Roadway parent company cites bad weather, slowdown
YRC Worldwide Inc., the largest U.S. trucking company and parent of Roadway Express of Akron, said Thursday that first-quarter profit plunged 97 percent because of bad weather, a slowing economy and reorganization costs.
Net income was $1.3 million, or 2 cents a share, compared with $42.1 million, or 71 cents, a year earlier, the Overland Park, Kan.-based company said in a statement. YRC also cut its full-year profit forecast.
Bad weather dampened earnings by 17 cents a share, YRC said, as the carrier also battled excess trucking industry capacity and price competition spurred by a slowdown in U.S. growth.
``Our results were impacted by a weaker economy and extremely difficult operating conditions during the first quarter,'' Chief Executive Officer William Zollars said in the statement. Sales declined 1.9 percent to $2.3 billion.

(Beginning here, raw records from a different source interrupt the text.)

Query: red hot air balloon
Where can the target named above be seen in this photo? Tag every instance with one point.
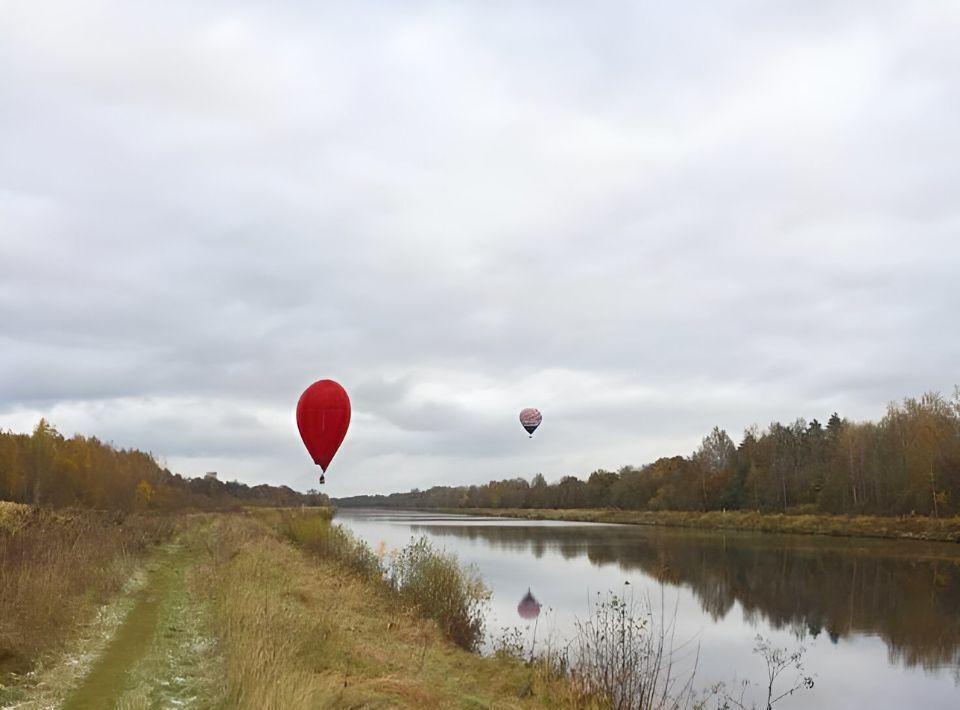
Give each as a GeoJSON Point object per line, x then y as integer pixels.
{"type": "Point", "coordinates": [530, 418]}
{"type": "Point", "coordinates": [529, 607]}
{"type": "Point", "coordinates": [323, 415]}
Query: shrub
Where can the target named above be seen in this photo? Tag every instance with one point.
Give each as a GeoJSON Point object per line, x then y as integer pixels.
{"type": "Point", "coordinates": [456, 598]}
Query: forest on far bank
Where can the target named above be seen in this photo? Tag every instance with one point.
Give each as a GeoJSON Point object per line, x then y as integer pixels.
{"type": "Point", "coordinates": [46, 469]}
{"type": "Point", "coordinates": [908, 463]}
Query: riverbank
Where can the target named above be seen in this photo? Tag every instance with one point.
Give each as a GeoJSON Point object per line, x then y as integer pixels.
{"type": "Point", "coordinates": [904, 528]}
{"type": "Point", "coordinates": [232, 613]}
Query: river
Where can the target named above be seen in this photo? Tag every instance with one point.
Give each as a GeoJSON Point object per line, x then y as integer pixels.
{"type": "Point", "coordinates": [879, 620]}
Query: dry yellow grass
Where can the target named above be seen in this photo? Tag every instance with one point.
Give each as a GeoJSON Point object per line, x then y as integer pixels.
{"type": "Point", "coordinates": [298, 632]}
{"type": "Point", "coordinates": [57, 568]}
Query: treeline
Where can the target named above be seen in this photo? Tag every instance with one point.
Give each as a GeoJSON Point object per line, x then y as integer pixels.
{"type": "Point", "coordinates": [907, 463]}
{"type": "Point", "coordinates": [46, 469]}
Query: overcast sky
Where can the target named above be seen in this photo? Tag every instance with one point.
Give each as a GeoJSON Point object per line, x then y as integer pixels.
{"type": "Point", "coordinates": [643, 218]}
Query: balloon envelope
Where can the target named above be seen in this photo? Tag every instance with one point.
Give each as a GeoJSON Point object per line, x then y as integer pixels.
{"type": "Point", "coordinates": [530, 418]}
{"type": "Point", "coordinates": [323, 415]}
{"type": "Point", "coordinates": [529, 607]}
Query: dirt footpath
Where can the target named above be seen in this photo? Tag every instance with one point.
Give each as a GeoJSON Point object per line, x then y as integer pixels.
{"type": "Point", "coordinates": [150, 649]}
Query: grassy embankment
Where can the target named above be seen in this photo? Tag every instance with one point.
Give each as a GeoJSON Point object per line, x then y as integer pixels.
{"type": "Point", "coordinates": [58, 568]}
{"type": "Point", "coordinates": [907, 528]}
{"type": "Point", "coordinates": [264, 610]}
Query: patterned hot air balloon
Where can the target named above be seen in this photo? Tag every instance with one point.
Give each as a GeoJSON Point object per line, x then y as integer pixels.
{"type": "Point", "coordinates": [323, 415]}
{"type": "Point", "coordinates": [530, 418]}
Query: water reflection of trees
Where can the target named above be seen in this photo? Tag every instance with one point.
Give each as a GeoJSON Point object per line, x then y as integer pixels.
{"type": "Point", "coordinates": [908, 594]}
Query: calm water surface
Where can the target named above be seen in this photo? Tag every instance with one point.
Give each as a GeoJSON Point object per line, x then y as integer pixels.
{"type": "Point", "coordinates": [880, 620]}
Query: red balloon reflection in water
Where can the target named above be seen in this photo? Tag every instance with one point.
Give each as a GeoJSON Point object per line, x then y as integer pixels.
{"type": "Point", "coordinates": [323, 416]}
{"type": "Point", "coordinates": [529, 607]}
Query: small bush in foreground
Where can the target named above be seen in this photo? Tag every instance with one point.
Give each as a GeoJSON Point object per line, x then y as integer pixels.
{"type": "Point", "coordinates": [627, 656]}
{"type": "Point", "coordinates": [456, 598]}
{"type": "Point", "coordinates": [433, 582]}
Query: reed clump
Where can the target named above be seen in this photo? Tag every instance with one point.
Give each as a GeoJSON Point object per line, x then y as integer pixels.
{"type": "Point", "coordinates": [422, 577]}
{"type": "Point", "coordinates": [435, 583]}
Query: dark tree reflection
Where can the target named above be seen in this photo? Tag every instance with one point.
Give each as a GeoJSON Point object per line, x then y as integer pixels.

The profit fell short of analysts' expectations of 40 cents a share, the average of 12 estimates compiled by Bloomberg.
For all of 2007, YRC lowered its per-share earnings forecast to a range of $4 to $4.20 on an estimated $10.2 billion in revenue, compared with its Feb. 1 projection of $4.70 to $4.90.
Shares of YRC rose 31 cents to $45.74 at 4 p.m. New York time in Nasdaq Stock Market composite trading before the company reported its earnings.